Le jeune homme était porté manquant depuis le 29 septembre 2015.

S’est-ilsuicidé ? A-t-il été tué ? Jusqu’ici, personne ne peut le dire avec certitude. Toujours est-il que les restes d’Andy Pénélope, un jeune chanteur de 28 ans qui devait témoigner dans l’affaire Gro Derek, ont été retrouvés le mercredi 20 avril, sous un arbre sur le flanc d’une montagne, avec une corde à côté. Pour sa mère Jocelyne, complètement choquée et abasourdie, ce drame reste incompréhensible. «C’est un grand mystère», dit-elle, d’une voix où perce une grande tristesse.

 

Depuis que la nouvelle de la découverte des restes de son fils s’est propagée, sa modeste maison s’est transformée en lieu de pèlerinage. En ce jeudi après-midi, les gens n’arrêtent pas d’affluer devant sa maison, située sur la route principale de Batterie-Cassée. La salle verte de fortune érigée à la va-vite et les chaises disposées çà et là devant l’entrée principale attirent aussi les regards des curieux. Assise à l’intérieur, à côté d’une petite table disposée dans un coin du salon, Jocelyne tente tant bien que mal de dissimuler sa peine. Mais c’est très difficile.

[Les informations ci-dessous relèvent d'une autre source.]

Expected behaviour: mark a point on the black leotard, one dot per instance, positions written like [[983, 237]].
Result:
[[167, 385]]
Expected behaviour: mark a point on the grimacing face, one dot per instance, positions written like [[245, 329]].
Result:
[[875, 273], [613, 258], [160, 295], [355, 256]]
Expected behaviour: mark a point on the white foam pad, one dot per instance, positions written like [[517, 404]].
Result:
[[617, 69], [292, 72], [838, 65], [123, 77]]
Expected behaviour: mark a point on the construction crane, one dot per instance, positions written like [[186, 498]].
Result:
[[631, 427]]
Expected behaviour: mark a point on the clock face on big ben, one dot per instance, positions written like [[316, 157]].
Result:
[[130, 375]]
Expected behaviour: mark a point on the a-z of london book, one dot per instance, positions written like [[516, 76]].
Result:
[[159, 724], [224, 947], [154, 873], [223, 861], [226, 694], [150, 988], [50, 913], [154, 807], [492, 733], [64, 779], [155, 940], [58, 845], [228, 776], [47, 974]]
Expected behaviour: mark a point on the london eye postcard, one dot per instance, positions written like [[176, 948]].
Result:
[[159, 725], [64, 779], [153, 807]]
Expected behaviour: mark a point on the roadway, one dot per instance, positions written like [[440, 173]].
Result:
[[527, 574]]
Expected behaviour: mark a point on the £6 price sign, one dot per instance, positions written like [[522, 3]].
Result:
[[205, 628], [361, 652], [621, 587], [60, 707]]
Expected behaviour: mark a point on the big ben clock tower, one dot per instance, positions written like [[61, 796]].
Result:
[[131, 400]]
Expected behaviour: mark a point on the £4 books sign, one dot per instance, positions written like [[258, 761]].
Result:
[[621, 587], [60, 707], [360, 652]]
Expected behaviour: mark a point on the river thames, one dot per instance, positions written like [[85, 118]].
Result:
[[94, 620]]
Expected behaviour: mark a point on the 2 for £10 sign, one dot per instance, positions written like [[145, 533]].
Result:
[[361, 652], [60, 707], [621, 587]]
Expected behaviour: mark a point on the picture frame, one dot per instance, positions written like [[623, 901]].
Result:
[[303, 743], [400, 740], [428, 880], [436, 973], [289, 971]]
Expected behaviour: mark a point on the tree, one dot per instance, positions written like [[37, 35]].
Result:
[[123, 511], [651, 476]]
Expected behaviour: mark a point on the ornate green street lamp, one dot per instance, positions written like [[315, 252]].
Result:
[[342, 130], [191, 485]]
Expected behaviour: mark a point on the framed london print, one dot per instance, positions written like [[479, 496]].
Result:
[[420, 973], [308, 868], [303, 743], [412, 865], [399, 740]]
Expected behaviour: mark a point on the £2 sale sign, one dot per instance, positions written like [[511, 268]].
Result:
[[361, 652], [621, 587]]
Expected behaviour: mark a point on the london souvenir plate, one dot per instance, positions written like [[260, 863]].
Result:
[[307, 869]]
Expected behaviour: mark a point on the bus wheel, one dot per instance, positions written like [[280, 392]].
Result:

Pour se donner une contenance, elle fixe les bougies allumées à côté d’une photo de son fils.

 

Cette maman vit une terrible tragédie après être passée par sept longs mois partagée entre l’angoisse et l’espoir. Le 29 septembre son fils Andy avait disparu sans laisser de traces. Depuis, elle n’avait cessé de prier et d’espérer que ce dernier soit retrouvé vivant. Mais mercredi dernier, en rentrant chez elle après le boulot, cette cleanerde 50 ans a appris, à son grand désespoir, que des ossements appartenant à son enfant avaient été découverts sur le flanc d’une montagne à Terre-Rouge.

 

En arrivant à la maison ce jour-là, Jocelyne a d’abord vu sa mère Ghislaine, qui vit sur place, en larmes avant d’apprendre d’un voisin que la police avait besoin d’elle car les restes de son fils auraient été retrouvés. La gorge nouée et le cœur battant la chamade, elle s’est tout de suite rendue au poste de police de Terre-Rouge où elle a identifié des effets personnels retrouvés sur les lieux de la découverte. «Il y avait une carte d’identité nationale avec la photo et le nom de mon fils. Il y avait aussi un briquet et un portable. Je n’ai pu contenir mes larmes lorsque j’ai vu son blouson et le pantalon de jogging appartenant à mon autre fils», raconte Jocelyne, désemparée.

 

Pilier de la maison

 

La quinquagénaire a toujours évité de penser au pire concernant son fils Andy. Même si les semaines et les mois passaient, elle s’accrochait à la possibilité de le voir à nouveau devant elle, vivant. Elle ne pouvait se résoudre à penser que celui qui était devenu le pilier de la maison après la mort de son père Jean Patrick, à l’âge de 56 ans, à la suite d’un problème cardiaque, n’allait plus jamais revenir. Avec son autre fils Kinsley, 35 ans et souffrant d’épilepsie, et sa mère Ghislaine, Jocelyne gardait espoir.

 

Le jour de sa disparition, le jeune homme était sorti de chez lui vers 5h45 pour se rendre à une boutique de son quartier où il avait acheté deux cigarettes, une carte téléphonique et une boisson énergisante. Puis, il a pris la direction d’un terrain de basket. C’est la dernière fois qu’on l’a vu vivant. La police a lancé un avis de recherche dans les médias, mais toutes les tentatives pour le retrouver ont toujours échoué. Le jour de sa disparition, le jeune homme devait témoigner dans l’affaire Gro Derek. Tout laisse croire maintenant qu’il a choisi de se suicider par pendaison.

 

Une thèse que Jocelyne rejette complètement. Elle est catégorique : son fils n’était pas du genre à mettre fin à ses jours car il aimait trop la vie et avait des projets plein la tête. Le plus important était la préparation de son premier album. Le jeune chanteur avait déjà procédé à l’enregistrement et devait passer à l’étape du mixage et de l’arrangement. «C’était un bon vivant. Il avait toujours des paroles positives dans ses chansons. Je refuse de croire qu’il s’est suicidé», martèle Jocelyne.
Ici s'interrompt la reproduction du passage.